Objection 3: Further, magnanimity regards the great in things to be hoped for, whereas fortitude regards the great in things to be feared or dared. But good is of more import than evil. Therefore magnanimity is a more important virtue than fortitude. Therefore it is not a part thereof.

On the contrary, Macrobius (De Somn. Scip. i) and Andronicus reckon magnanimity as a part of fortitude.

I answer that, As stated above (FS, Q[61], A[3]), a principal virtue is one to which it belongs to establish a general mode of virtue in a principal matter. Now one of the general modes of virtue is firmness of mind, because "a firm standing is necessary in every virtue," according to Ethic. ii. And this is chiefly commended in those virtues that tend to something difficult, in which it is most difficult to preserve firmness. Wherefore the more difficult it is to stand firm in some matter of difficulty, the more principal is the virtue which makes the mind firm in that matter.

Now it is more difficult to stand firm in dangers of death, wherein fortitude confirms the mind, than in hoping for or obtaining the greatest goods, wherein the mind is confirmed by magnanimity, for, as man loves his life above all things, so does he fly from dangers of death more than any others. Accordingly it is clear that magnanimity agrees with fortitude in confirming the mind about some difficult matter; but it falls short thereof, in that it confirms the mind about a matter wherein it is easier to stand firm. Hence magnanimity is reckoned a part of fortitude, because it is annexed thereto as secondary to principal.

Reply to Objection 1: As the Philosopher says (Ethic. v, 1,3), "to lack evil is looked upon as a good," wherefore not to be overcome by a grievous evil, such as the danger of death, is looked upon as though it were the obtaining of a great good, the former belonging to fortitude, and the latter to magnanimity: in this sense fortitude and magnanimity may be considered as identical. Since, however, there is a difference as regards the difficulty on the part of either of the aforesaid, it follows that properly speaking magnanimity, according to the Philosopher (Ethic. ii, 7), is a distinct virtue from fortitude.

Reply to Objection 2: A man is said to love danger when he exposes himself to all kinds of dangers, which seems to be the mark of one who thinks "many" the same as "great." This is contrary to the nature of a magnanimous man, for no one seemingly exposes himself to danger for the sake of a thing that he does not deem great. But for things that are truly great, a magnanimous man is most ready to expose himself to danger, since he does something great in the act of fortitude, even as in the acts of the other virtues. Hence the Philosopher says (Ethic. ii, 7) that the magnanimous man is not {mikrokindynos}, i.e. endangering himself for small things, but {megalokindynos}, i.e. endangering himself for great things.

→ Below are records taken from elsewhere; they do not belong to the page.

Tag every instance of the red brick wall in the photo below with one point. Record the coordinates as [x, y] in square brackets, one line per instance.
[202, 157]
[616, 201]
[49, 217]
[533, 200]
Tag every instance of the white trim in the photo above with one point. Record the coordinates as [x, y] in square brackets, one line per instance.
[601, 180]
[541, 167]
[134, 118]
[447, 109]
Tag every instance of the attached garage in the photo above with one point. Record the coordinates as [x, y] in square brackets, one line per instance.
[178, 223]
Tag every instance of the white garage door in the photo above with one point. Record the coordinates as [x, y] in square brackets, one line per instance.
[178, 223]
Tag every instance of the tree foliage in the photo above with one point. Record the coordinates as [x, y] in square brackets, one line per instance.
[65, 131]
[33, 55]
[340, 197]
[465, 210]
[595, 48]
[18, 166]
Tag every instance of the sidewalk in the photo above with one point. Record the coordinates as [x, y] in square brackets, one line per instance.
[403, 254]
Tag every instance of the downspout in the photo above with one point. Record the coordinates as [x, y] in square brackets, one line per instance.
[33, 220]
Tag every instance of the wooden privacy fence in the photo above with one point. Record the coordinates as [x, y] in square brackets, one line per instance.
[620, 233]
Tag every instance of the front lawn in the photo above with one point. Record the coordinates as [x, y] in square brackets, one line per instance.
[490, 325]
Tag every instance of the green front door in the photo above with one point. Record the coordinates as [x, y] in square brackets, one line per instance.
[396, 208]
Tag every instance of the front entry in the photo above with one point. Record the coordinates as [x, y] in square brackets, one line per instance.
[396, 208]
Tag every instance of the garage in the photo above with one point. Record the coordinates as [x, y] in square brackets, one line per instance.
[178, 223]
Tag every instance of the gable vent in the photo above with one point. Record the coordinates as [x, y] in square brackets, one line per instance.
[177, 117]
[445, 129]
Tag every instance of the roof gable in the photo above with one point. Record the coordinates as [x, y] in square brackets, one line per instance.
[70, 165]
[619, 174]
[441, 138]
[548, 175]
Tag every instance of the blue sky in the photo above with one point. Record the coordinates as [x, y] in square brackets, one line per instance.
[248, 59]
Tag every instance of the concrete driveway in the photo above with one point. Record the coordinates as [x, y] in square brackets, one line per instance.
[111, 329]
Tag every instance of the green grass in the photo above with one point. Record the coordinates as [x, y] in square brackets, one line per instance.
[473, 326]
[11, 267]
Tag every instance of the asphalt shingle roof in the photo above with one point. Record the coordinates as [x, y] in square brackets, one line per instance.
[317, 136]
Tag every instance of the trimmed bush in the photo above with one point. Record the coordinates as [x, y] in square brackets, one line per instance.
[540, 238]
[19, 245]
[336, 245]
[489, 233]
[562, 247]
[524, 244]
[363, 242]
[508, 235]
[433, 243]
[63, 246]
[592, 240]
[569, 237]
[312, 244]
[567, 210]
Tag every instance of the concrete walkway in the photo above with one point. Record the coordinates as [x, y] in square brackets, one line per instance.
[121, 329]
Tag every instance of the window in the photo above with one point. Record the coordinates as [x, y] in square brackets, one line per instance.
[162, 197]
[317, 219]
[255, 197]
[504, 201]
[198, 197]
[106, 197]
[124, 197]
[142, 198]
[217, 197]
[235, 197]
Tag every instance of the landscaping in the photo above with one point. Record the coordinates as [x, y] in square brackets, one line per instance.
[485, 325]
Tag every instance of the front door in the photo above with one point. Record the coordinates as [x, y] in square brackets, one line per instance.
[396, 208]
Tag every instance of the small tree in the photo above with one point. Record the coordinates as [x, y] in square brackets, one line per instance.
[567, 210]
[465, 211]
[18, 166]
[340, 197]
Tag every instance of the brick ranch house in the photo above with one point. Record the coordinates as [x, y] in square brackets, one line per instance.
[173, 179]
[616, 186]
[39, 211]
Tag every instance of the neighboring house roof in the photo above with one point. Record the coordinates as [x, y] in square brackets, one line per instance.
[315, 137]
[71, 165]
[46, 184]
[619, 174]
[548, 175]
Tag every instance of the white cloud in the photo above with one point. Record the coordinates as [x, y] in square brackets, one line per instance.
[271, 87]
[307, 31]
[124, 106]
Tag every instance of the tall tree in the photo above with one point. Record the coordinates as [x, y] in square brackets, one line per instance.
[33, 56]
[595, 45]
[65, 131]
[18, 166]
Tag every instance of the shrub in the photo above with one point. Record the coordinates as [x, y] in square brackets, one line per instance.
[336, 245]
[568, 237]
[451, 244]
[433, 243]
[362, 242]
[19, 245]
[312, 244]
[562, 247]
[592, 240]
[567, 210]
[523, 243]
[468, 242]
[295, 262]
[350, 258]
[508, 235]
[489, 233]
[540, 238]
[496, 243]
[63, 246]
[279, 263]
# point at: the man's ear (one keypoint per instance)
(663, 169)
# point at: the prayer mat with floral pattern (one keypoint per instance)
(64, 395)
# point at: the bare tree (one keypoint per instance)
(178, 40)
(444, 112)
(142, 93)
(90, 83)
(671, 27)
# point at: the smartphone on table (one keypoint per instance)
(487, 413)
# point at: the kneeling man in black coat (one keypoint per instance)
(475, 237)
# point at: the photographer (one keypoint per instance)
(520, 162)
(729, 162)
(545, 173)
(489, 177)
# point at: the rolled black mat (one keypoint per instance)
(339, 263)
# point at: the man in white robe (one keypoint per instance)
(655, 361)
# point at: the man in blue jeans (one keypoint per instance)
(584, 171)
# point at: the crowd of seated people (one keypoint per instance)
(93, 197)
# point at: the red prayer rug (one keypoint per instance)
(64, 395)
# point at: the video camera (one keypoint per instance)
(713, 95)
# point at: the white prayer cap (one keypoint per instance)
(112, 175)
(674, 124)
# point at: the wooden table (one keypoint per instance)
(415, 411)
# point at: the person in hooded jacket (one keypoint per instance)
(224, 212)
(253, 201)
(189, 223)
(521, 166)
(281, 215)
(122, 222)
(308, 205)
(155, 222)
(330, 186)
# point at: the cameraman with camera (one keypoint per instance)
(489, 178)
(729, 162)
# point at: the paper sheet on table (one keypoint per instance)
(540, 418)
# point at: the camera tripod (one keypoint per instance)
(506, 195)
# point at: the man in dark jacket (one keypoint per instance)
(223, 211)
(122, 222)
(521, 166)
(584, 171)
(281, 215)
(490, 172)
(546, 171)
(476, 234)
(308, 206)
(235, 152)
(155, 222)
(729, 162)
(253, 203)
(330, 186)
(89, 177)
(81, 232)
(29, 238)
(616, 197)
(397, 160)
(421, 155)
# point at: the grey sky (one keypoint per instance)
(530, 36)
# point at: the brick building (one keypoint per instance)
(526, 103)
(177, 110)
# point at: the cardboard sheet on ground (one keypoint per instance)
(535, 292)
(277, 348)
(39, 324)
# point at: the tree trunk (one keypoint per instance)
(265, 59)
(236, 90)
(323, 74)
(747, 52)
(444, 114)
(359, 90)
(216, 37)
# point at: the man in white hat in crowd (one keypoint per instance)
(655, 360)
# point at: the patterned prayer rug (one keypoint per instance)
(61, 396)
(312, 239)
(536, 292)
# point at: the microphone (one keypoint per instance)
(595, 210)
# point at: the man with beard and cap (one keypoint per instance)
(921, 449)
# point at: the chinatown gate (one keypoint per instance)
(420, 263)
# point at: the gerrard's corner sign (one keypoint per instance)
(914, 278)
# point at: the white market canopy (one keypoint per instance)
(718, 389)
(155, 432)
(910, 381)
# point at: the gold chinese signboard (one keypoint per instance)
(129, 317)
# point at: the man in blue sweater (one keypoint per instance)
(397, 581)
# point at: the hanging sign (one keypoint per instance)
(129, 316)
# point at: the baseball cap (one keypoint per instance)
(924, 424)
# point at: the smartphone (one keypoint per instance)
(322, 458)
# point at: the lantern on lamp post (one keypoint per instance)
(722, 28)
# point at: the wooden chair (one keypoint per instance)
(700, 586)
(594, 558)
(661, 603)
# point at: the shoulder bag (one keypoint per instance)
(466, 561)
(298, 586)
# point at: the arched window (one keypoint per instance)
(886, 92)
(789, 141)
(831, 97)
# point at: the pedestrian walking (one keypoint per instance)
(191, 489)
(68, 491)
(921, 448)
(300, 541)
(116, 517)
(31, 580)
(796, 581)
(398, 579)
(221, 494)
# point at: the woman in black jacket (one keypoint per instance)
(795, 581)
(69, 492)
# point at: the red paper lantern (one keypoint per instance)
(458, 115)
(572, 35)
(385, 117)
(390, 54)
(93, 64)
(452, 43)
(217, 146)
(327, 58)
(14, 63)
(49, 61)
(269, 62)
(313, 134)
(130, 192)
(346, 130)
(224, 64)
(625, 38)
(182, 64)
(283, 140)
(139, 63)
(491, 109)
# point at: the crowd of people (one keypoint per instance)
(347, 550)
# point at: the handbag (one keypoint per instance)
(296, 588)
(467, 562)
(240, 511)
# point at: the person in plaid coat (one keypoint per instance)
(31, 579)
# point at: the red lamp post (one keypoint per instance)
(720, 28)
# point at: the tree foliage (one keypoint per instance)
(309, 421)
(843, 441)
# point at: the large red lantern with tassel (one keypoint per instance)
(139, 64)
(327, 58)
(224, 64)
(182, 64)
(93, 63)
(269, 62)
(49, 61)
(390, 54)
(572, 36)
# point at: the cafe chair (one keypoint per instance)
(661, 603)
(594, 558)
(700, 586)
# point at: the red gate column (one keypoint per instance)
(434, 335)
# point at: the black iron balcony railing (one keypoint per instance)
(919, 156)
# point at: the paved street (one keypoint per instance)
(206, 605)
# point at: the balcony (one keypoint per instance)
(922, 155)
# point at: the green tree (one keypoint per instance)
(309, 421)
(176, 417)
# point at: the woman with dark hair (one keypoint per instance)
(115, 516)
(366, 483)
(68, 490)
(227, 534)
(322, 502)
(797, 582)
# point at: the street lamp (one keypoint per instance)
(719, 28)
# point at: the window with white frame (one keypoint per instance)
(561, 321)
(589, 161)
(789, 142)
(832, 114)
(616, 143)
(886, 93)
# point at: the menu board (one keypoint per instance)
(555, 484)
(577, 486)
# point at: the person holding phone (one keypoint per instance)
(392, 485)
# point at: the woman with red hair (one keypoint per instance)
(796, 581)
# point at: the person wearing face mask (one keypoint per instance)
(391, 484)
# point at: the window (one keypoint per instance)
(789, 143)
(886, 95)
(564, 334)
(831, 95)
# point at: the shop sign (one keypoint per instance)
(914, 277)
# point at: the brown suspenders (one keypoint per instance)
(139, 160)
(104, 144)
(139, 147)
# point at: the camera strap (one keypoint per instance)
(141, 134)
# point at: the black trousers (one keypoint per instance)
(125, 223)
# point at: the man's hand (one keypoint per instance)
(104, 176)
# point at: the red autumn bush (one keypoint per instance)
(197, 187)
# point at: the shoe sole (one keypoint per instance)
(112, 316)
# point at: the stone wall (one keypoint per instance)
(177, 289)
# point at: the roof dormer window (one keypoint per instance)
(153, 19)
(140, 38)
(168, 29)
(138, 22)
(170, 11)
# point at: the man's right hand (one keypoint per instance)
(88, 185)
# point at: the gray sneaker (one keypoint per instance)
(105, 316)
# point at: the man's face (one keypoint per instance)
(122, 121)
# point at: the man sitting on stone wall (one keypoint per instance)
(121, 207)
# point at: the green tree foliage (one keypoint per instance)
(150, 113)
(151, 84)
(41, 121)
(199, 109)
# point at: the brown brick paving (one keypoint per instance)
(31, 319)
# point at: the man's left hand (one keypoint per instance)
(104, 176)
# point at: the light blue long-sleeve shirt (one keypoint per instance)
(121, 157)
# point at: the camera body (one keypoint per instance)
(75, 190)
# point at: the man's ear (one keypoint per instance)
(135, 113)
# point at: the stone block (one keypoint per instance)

And Seneca says (De Quat. Virtut.): "Thou wilt be magnanimous if thou neither seekest dangers like a rash man, nor fearest them like a coward. For nothing makes the soul a coward save the consciousness of a wicked life."

Reply to Objection 3: Evil as such is to be avoided: and that one has to withstand it is accidental; in so far, to wit, as one has to suffer an evil in order to safeguard a good. But good as such is to be desired, and that one avoids it is only accidental, in so far, to wit, as it is deemed to surpass the ability of the one who desires it. Now that which is so essentially is always of more account than that which is so accidentally. Wherefore the difficult in evil things is always more opposed to firmness of mind than the difficult in good things. Hence the virtue of fortitude takes precedence of the virtue of magnanimity. For though good is simply of more import than evil, evil is of more import in this particular respect.